Deontay Wilder on Andy Ruiz
Wilder tips Ruiz to defeat Joshua a second time Action Images/Reuters/Peter Cziborra

“I feel like Ruiz will win the rematch,” he says. “I liked his performance in the first fight and I feel he will improve even more in the second one. He will have built a lot of confidence from the way that he beat Anthony.

“People need to understand that you can bounce back but there is also a certain way that you get beat that can knock your confidence down so low. Over and over again you’re going to have to see that.

“If you don’t have the right mindset or the right people around you then you’ll go right back in there and do the same damn thing. You’ll make the same mistakes as last time, nothing will be corrected.

“You can bring 1,000 experts in if you want to, you can bring 1,000 scientists of the sport but at the end of the day it’s only up to that person who has to perform. They have to be able to act on the instructions that are given to correct the wrongs into rights.”

There have been some suggestions that Joshua’s career is on the line on December 7 as opposed to just the WBA, WBO and IBF heavyweight titles.

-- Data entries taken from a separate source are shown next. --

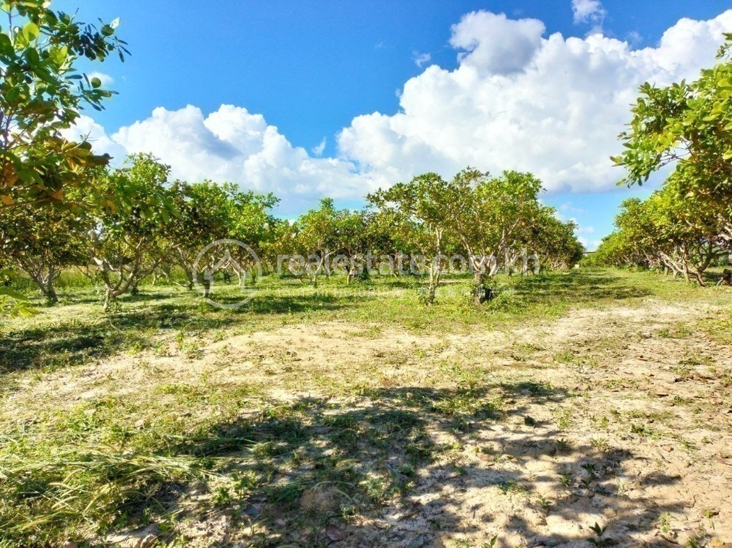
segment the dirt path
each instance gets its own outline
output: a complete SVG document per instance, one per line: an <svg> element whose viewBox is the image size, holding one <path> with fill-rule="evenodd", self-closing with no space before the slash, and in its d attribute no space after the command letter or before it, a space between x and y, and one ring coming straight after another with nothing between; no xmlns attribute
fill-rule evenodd
<svg viewBox="0 0 732 548"><path fill-rule="evenodd" d="M268 405L317 398L310 424L322 444L307 451L325 454L346 412L360 414L349 427L367 437L383 430L373 425L381 410L407 410L436 448L430 460L408 473L401 449L359 453L362 441L351 442L362 468L400 474L409 488L337 518L348 536L334 546L730 543L732 349L698 327L720 313L647 300L469 335L329 323L186 347L169 341L162 351L29 378L1 419L139 397L162 384L247 385ZM339 493L311 486L295 512L302 515L254 500L249 528L209 515L186 534L200 546L216 539L246 546L258 531L283 546L324 546L323 530L314 533L302 516L333 522L346 504ZM604 533L591 529L595 523Z"/></svg>

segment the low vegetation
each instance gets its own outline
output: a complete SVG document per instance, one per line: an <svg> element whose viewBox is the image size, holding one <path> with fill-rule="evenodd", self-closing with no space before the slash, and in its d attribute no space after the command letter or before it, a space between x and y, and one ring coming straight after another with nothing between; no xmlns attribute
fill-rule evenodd
<svg viewBox="0 0 732 548"><path fill-rule="evenodd" d="M476 307L448 277L425 308L399 278L348 296L343 276L265 276L232 311L145 283L104 315L100 288L60 280L58 305L1 327L7 546L683 544L732 525L705 479L729 468L726 288L580 269L498 276Z"/></svg>

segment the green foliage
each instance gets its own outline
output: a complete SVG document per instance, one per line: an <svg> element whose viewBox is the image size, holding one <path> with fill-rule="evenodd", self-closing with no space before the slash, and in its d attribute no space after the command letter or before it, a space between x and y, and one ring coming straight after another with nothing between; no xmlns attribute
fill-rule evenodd
<svg viewBox="0 0 732 548"><path fill-rule="evenodd" d="M103 61L114 52L119 20L93 25L51 9L48 2L6 0L0 28L0 208L64 199L64 188L84 184L83 171L105 164L86 141L61 132L83 104L101 110L112 92L78 72L80 58Z"/></svg>
<svg viewBox="0 0 732 548"><path fill-rule="evenodd" d="M620 135L626 150L613 159L627 170L620 184L676 167L647 203L626 206L619 235L602 250L610 262L662 265L703 285L704 270L732 248L732 34L725 37L720 62L698 80L640 87Z"/></svg>

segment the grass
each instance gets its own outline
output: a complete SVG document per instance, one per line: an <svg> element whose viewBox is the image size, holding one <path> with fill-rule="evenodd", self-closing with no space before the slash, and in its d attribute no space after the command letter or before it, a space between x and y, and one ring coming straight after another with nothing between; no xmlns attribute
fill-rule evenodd
<svg viewBox="0 0 732 548"><path fill-rule="evenodd" d="M431 307L419 304L418 283L373 277L344 293L339 277L317 289L265 277L255 298L233 310L143 285L105 314L97 289L64 273L59 305L37 298L42 314L0 323L0 545L100 543L151 523L174 542L186 523L214 515L246 529L249 545L319 545L326 525L381 519L423 492L430 474L448 478L430 489L457 488L476 462L520 462L518 446L485 449L498 426L535 445L545 436L548 452L578 467L591 454L610 458L616 430L655 441L669 435L662 426L672 416L619 413L616 425L593 411L587 427L576 387L542 378L537 364L593 375L624 341L516 340L492 353L481 338L551 325L578 308L732 302L728 292L620 270L498 277L499 297L482 307L466 298L467 279L448 278ZM701 332L729 343L719 333L728 323L676 321L651 336L683 343ZM295 346L263 335L282 330ZM458 350L450 336L465 341ZM311 359L313 340L333 341L340 354ZM690 354L679 367L690 378L690 368L708 362ZM35 393L45 399L26 396ZM584 442L557 442L580 425L591 429ZM692 450L684 439L676 443ZM492 484L529 503L530 478L511 473ZM538 503L545 512L561 504L543 495Z"/></svg>

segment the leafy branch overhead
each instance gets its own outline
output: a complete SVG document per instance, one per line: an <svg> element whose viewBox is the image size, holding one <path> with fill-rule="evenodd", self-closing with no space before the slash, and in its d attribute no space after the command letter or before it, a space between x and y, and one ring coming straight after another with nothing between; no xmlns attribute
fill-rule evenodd
<svg viewBox="0 0 732 548"><path fill-rule="evenodd" d="M102 110L113 93L77 66L81 58L102 62L114 53L124 60L119 20L88 24L48 4L0 4L0 208L62 202L67 186L83 183L85 168L110 159L62 132L85 106Z"/></svg>

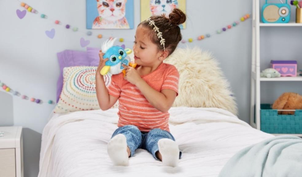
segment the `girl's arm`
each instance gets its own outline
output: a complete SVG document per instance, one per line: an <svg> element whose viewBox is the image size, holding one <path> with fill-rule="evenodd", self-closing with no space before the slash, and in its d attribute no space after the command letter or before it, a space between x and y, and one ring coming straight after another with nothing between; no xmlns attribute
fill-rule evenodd
<svg viewBox="0 0 302 177"><path fill-rule="evenodd" d="M176 97L176 92L170 89L164 89L160 92L154 89L143 79L138 81L135 85L153 107L163 112L167 112Z"/></svg>
<svg viewBox="0 0 302 177"><path fill-rule="evenodd" d="M142 79L135 69L125 65L123 66L126 69L124 78L136 86L151 105L163 112L169 110L176 97L176 92L170 89L158 92Z"/></svg>
<svg viewBox="0 0 302 177"><path fill-rule="evenodd" d="M105 62L108 60L108 59L104 60L103 58L104 53L101 51L100 51L99 55L100 63L95 73L95 91L100 108L103 111L106 111L113 106L118 98L110 95L108 93L108 90L104 81L104 77L100 73L100 71L105 66Z"/></svg>

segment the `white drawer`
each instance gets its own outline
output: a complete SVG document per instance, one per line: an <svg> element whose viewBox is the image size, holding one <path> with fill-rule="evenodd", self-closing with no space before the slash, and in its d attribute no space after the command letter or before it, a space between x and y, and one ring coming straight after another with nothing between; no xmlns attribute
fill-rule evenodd
<svg viewBox="0 0 302 177"><path fill-rule="evenodd" d="M0 149L0 177L16 177L15 149Z"/></svg>

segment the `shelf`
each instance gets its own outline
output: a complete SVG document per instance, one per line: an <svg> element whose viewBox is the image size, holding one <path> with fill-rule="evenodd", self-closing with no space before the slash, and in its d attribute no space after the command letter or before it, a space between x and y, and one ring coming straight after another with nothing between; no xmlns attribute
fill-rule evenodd
<svg viewBox="0 0 302 177"><path fill-rule="evenodd" d="M273 78L260 77L260 81L302 81L302 76L298 75L296 77L287 76Z"/></svg>
<svg viewBox="0 0 302 177"><path fill-rule="evenodd" d="M302 23L296 23L291 22L288 23L265 23L260 22L260 26L302 26Z"/></svg>

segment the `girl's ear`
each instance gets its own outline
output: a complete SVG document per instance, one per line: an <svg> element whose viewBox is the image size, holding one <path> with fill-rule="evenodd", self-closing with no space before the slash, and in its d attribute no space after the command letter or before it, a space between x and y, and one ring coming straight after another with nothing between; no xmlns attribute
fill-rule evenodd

Lennox Lewis, for instance, has said that the Brit will be ‘finished’ by another defeat. Wilder, meanwhile, is not so sure a second consecutive loss would mean the end. He said: “There would be a way back in for Joshua if he loses, of course, it’s never over until it’s over. It’s going to be up to Anthony, it won’t be over when he loses if he doesn’t want it to be. Look at all these people who are still fighting now. Look at my guy Dereck Chisora, how many losses has he had?

‘If you don’t have the right mindset or the right people around you then you’ll go right back in there and do the same damn thing’

“He’s still relevant today. Still fighting in major fights. We write our own story and our own history in what we do in the sport, our own actions, all the rest is opinion. But when you’re a fighting man and you’ve got a fighting heart, who is anyone else to say that when you get knocked down you can’t get back up? That will be up to him.”

“I think he will lose this fight so the world will soon see what he does after that. If he wins, kudos to him. But really, Joshua is not even in my thoughts right now. He used to be.

“My mindset is not on Fury either but I know exactly what to do in that fight, the second time around, in February.

“Now it’s about fighting Ortiz and I’m looking forward to fighting him because I’m going to make a statement like I did in the Dominic Breazeale fight. From there I will make a statement against Fury and then I’ll be looking to unify the division against Andy Ruiz Jnr.”